FitGear’s operations team needs to understand the business implications of this optimization:

Which product categories tend to cluster together in the same warehouse? For example, do workout clothes tend to be stored together?
How many fewer split shipments would FitGear have compared to their current random allocation?
How might this new allocation affect warehouse operations and picking efficiency?

Your answer goes here, thinking from the business perspective. A few sentences are fully sufficient!

# YOUR ANSWER BELOW
#=



=#

Solutions

You will likely find solutions to most exercises online. However, I strongly encourage you to work on these exercises independently without searching explicitly for the exact answers to the exercises. Understanding someone else’s solution is very different from developing your own. Use the lecture notes and try to solve the exercises on your own. This approach will significantly enhance your learning and problem-solving skills.

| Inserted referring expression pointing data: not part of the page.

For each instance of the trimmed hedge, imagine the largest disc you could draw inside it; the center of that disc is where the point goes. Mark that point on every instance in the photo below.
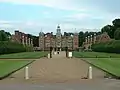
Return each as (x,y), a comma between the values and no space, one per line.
(112,46)
(7,47)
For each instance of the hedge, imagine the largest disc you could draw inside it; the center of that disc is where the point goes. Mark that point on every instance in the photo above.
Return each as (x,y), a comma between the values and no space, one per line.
(7,47)
(112,46)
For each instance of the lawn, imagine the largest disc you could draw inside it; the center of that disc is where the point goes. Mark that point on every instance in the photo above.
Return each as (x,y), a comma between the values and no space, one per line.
(95,54)
(24,55)
(103,61)
(7,67)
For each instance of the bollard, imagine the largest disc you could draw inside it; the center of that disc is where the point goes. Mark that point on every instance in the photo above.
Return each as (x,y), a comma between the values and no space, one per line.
(26,73)
(48,55)
(90,73)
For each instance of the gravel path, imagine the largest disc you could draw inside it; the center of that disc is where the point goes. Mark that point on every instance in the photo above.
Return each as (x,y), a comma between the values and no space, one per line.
(56,70)
(58,73)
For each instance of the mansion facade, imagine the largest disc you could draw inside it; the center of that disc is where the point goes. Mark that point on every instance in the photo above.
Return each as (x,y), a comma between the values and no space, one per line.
(58,42)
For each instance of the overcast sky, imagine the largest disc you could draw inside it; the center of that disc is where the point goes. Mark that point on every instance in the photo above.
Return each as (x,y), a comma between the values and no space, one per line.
(31,15)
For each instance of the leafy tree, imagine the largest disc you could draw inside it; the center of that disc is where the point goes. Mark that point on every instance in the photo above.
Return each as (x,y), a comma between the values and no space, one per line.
(116,23)
(109,30)
(117,34)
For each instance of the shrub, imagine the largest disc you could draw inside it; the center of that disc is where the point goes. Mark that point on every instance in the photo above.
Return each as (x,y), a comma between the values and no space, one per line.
(7,47)
(109,47)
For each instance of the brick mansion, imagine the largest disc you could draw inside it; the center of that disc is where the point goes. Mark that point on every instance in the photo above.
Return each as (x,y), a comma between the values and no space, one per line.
(58,42)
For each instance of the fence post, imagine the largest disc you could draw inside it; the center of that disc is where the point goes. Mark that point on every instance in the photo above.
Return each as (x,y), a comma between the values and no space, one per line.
(90,72)
(26,73)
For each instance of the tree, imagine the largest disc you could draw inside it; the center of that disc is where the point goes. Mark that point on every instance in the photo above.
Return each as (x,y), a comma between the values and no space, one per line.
(117,34)
(109,30)
(116,23)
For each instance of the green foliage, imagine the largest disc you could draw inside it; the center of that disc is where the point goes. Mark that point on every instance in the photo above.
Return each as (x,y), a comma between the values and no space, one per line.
(117,34)
(109,47)
(109,30)
(116,22)
(7,47)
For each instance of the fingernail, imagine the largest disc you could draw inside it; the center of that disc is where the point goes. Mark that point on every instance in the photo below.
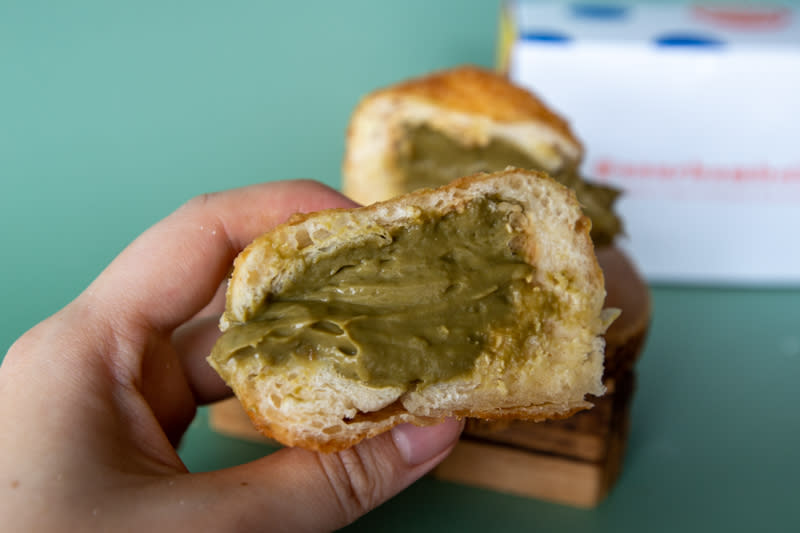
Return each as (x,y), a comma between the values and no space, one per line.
(419,444)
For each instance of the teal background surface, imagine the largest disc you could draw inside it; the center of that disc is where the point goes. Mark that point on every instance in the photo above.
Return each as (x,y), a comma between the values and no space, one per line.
(113,114)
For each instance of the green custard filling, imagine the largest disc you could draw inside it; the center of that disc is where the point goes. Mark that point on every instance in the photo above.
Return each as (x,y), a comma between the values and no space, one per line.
(431,159)
(416,308)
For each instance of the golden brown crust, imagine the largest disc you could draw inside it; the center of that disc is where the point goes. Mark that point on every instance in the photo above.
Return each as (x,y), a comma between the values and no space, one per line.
(479,91)
(556,240)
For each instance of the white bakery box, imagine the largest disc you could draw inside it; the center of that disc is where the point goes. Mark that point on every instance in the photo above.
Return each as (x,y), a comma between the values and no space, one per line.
(693,111)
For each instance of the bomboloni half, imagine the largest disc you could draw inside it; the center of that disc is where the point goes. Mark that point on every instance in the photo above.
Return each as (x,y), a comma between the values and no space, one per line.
(482,298)
(428,131)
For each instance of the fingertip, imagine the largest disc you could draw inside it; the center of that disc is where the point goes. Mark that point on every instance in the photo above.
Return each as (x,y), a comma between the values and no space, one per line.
(420,444)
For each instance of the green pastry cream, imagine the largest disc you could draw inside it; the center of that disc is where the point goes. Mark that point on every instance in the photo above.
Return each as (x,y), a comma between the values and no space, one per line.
(430,159)
(415,308)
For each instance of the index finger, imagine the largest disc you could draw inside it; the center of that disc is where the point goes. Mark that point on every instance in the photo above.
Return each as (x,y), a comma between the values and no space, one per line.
(173,269)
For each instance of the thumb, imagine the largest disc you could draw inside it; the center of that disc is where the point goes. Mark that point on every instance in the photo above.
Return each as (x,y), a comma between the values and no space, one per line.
(298,490)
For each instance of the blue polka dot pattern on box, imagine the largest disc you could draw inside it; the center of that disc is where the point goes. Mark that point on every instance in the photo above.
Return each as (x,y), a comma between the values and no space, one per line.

Remember, the goal is not just to complete the exercises, but to understand the concepts and improve your programming abilities. If you encounter difficulties, review the lecture materials, experiment with different approaches, and don’t hesitate to ask for clarification during class discussions.

Later, you will find the solutions to these exercises online in the associated GitHub repository, but we will also quickly go over them in next week’s tutorial. To access the solutions, click on the Github button on the lower right and search for the folder with today’s lecture and tutorial. Alternatively, you can ask ChatGPT or Claude to explain them to you. But please remember, the goal is not just to complete the exercises, but to understand the concepts and improve your programming abilities.